US-Präsident Barack Obama hat die Konfliktparteien in Nahost zur Mäßigung aufgerufen. "In diesem Moment der Gefahr müssen alle Beteiligten die Unschuldigen schützen, mit Vernunft und Maß agieren, nicht mit Rache und Vergeltung", schreibt Obama in einem Beitrag, der in Deutschland exklusiv in der aktuellen ZEIT erscheint.  

Nach der Entführung und Ermordung dreier israelischer Jugendlicher sowie dem Rachemord an einem Palästinenser appelliert Obama sowohl an Israel als auch Palästinenser, jetzt mutige Entscheidungen zu treffen: "Beide Parteien müssen gewillt sein, für den Frieden Risiken in Kauf zu nehmen." Eine Zweistaatenlösung sei weiterhin der einzige Weg zu dauerhaftem Frieden in Nahost. "Die einzige Lösung ist ein demokratischer, jüdischer Staat, der in Frieden und Sicherheit lebt, Seite an Seite mit einem existenzfähigen, unabhängigen Palästinenserstaat."

Deswegen blieben Außenminister John Kerry und er selbst entschlossen, sowohl mit Israels Premierminister Benjamin Netanjahu als auch mit Palästinenserpräsident Mahmud Abbas eine Zweistaatenlösung anzustreben, so Obama in der am Donnerstag erscheinenden Zeitung. "Wenn der politische Wille da ist, ernsthafte Verhandlungen wiederaufzunehmen, werden die Vereinigten Staaten bereit sein, ihren Teil beizutragen."

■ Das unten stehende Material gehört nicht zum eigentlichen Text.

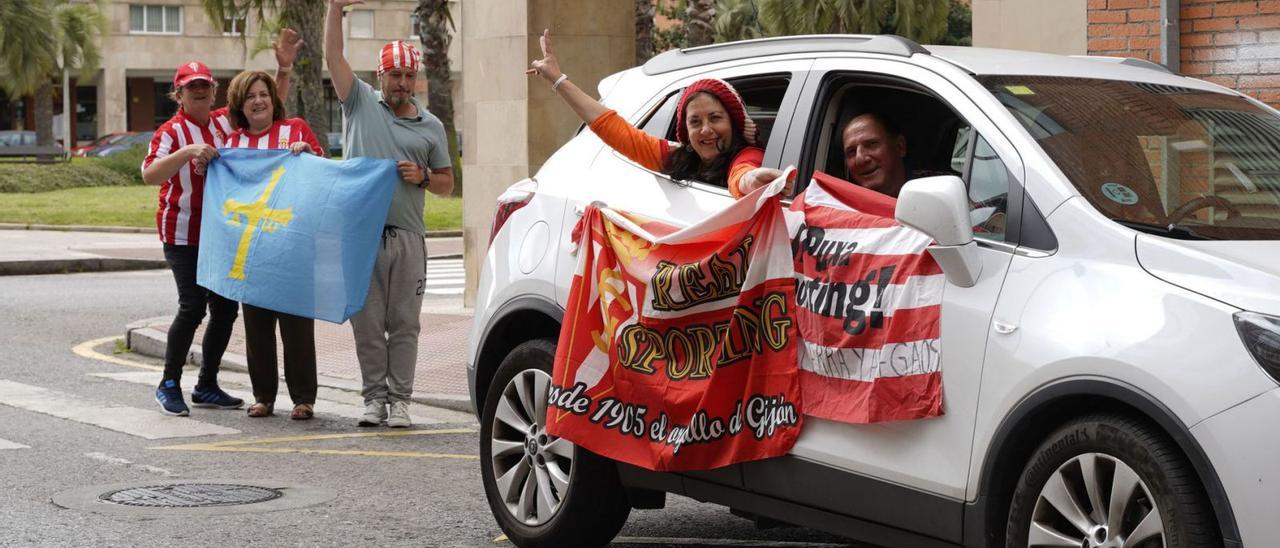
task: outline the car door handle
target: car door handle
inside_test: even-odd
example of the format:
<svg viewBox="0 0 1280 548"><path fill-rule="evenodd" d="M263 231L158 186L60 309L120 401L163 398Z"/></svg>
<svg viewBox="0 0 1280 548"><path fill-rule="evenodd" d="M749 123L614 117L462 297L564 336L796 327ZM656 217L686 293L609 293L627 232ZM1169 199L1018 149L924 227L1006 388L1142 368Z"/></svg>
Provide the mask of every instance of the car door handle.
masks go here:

Sicherheit könne in der Region nur "eine umfassende Einigung", bringen, schreibt der US-Präsident. Frieden sei unabdingbar, und er sei auch gerecht: "Genauso wie das israelische Volk das Recht hat, im historischen Heimatland des jüdischen Volkes zu leben, verdient das palästinensische Volk das Recht auf Selbstbestimmung. Palästinensische Kinder haben Hoffnungen und Träume für ihre Zukunft und verdienen es, mit einer Würde zu leben, die nur ein eigener Staat ermöglicht."

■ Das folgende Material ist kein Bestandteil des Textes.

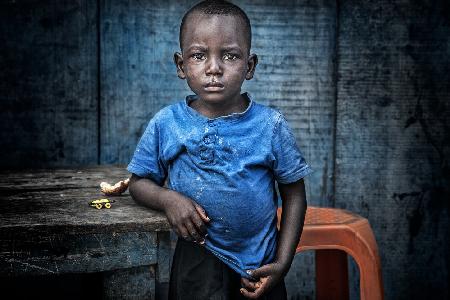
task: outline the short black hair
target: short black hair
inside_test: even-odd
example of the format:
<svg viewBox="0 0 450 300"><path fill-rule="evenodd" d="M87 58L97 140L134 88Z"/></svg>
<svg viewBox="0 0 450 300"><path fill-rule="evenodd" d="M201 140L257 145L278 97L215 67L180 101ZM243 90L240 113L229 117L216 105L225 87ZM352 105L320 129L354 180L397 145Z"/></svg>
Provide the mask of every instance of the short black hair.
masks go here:
<svg viewBox="0 0 450 300"><path fill-rule="evenodd" d="M250 25L250 19L247 14L237 5L234 5L231 2L224 0L206 0L200 3L197 3L191 9L189 9L183 16L180 25L180 36L179 43L181 48L181 41L183 37L183 31L186 27L186 21L190 15L193 13L201 13L205 15L228 15L228 16L236 16L242 19L244 22L245 29L247 31L247 41L248 41L248 49L250 50L252 46L252 27Z"/></svg>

Die amerikanische Unterstützung für Israel bezeichnet Obama als nicht verhandelbar. "Ich habe es immer wieder gesagt: Weder die Vereinigten Staaten noch ich werden jemals in unserem Bekenntnis zu Israels Sicherheit und zum israelischen Volk wanken." Die Zusammenarbeit beider Länder sei in den vergangenen fünf Jahren ausgeweitet worden, heute seien die Beziehungen in Sicherheitsfragen zwischen Israel und den USA stärker als je zuvor.

Sein Land stelle jährlich mehr als drei Milliarden Dollar bereit, um Israels Sicherheit bis zum Jahr 2018 mitzufinanzieren. Obama bezeichnet auch die Zusammenarbeit der Geheimdienste beider Länder als so eng wie nie zuvor.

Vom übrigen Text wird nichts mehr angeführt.